Adrenaline made the next bit a blur. I called John as I saw his taxi pull to a stop. I tried to tell him that I was a lie, that the papers were right, but as thick as my voice had been, frustration at having to tell John such a horrible lie destroying my façade, there was no way even he would believe me. I also tried to tell him. I did. Everything I told him was in the past tense. Then I paused, and said the only thing in present tense that mattered. I hoped and prayed that he would get it, but it was a very long shot in the dark, never mind all the times I had pointed out to John the importance of the present versus past tense in cases. "It's a trick. Just a magic trick."

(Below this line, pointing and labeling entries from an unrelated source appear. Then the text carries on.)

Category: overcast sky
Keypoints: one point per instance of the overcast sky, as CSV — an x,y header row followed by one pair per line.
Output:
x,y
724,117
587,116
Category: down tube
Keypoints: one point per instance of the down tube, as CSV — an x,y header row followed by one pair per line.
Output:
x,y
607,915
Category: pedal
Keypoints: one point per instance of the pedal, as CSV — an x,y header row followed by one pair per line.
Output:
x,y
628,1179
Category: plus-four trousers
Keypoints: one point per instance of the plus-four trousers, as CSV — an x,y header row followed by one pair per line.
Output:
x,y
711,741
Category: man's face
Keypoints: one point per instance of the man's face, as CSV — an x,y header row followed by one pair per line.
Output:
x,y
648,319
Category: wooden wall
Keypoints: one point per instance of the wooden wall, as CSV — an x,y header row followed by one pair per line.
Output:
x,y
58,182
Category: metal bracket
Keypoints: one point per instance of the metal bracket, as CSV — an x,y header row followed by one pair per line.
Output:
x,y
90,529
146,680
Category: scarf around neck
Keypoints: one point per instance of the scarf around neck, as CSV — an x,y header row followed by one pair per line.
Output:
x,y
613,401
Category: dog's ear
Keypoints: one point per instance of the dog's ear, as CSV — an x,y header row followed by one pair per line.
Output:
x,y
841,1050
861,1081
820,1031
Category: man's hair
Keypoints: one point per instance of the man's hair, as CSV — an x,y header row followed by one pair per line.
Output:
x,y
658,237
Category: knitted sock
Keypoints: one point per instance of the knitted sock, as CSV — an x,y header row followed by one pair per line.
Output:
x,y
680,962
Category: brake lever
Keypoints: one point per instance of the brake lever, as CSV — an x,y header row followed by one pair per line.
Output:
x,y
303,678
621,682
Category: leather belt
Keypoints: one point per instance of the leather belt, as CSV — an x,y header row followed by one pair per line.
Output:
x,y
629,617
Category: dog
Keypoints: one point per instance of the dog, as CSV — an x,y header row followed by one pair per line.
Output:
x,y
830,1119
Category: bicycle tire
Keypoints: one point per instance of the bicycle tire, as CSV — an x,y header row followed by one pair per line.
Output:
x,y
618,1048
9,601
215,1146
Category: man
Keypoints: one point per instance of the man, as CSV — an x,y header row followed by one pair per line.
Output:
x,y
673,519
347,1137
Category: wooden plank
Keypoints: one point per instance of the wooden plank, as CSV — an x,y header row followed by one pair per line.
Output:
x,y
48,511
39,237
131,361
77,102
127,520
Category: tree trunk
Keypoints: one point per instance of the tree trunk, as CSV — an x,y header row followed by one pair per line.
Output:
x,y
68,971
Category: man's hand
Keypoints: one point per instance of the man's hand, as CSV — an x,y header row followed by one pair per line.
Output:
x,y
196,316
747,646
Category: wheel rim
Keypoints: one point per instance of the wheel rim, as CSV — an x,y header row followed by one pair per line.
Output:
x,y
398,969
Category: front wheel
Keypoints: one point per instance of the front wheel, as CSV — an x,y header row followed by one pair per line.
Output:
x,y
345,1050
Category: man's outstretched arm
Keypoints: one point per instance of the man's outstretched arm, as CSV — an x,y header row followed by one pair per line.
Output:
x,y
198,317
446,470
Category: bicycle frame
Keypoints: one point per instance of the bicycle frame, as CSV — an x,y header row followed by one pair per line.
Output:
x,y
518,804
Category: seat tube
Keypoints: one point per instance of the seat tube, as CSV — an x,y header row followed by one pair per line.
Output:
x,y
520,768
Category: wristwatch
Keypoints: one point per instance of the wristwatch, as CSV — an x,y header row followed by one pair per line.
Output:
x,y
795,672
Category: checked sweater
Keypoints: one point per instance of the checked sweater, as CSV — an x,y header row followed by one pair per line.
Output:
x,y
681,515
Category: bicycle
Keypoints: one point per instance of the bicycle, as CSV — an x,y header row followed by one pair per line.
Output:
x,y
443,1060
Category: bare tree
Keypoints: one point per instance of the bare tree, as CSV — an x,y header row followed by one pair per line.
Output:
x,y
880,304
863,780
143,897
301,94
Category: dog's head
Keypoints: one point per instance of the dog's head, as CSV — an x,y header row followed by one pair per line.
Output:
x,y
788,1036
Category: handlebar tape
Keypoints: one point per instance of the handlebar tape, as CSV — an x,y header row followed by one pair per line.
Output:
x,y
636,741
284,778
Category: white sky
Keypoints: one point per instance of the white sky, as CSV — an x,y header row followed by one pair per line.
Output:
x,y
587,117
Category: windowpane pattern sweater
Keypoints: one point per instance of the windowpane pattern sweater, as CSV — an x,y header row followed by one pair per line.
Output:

He didn't get it, and I was out of time. I jumped. _They_ broke my fall. _They_ put the necessary details on and around me to make it convincing. _They_ surrounded me, knocked John down to disorientate him, and wouldn't allow him too close. He was a skilled doctor, and I had told _them_ so. If he got too close, he would realize that it was fake. He could only touch my wrist, and I had taken the necessary precautions to make that pulse reading inaccurate. _They_ wheeled me away, and left John on the sidewalk.

Never before had I felt the pain of loss, the need to ruin all my hard work just to get up and show him, than when I had to pretend death as my best, my only friend cried over what he believed to be my corpse. Nothing could have ever prepared me for the way his reaction would tear into me, made all the worse by the fact that I had to lie there and continue to watch, pretending I couldn't see it or anything else. I had to watch him crumple internally in pain as he lost the only friend he had, and there was nothing I could do.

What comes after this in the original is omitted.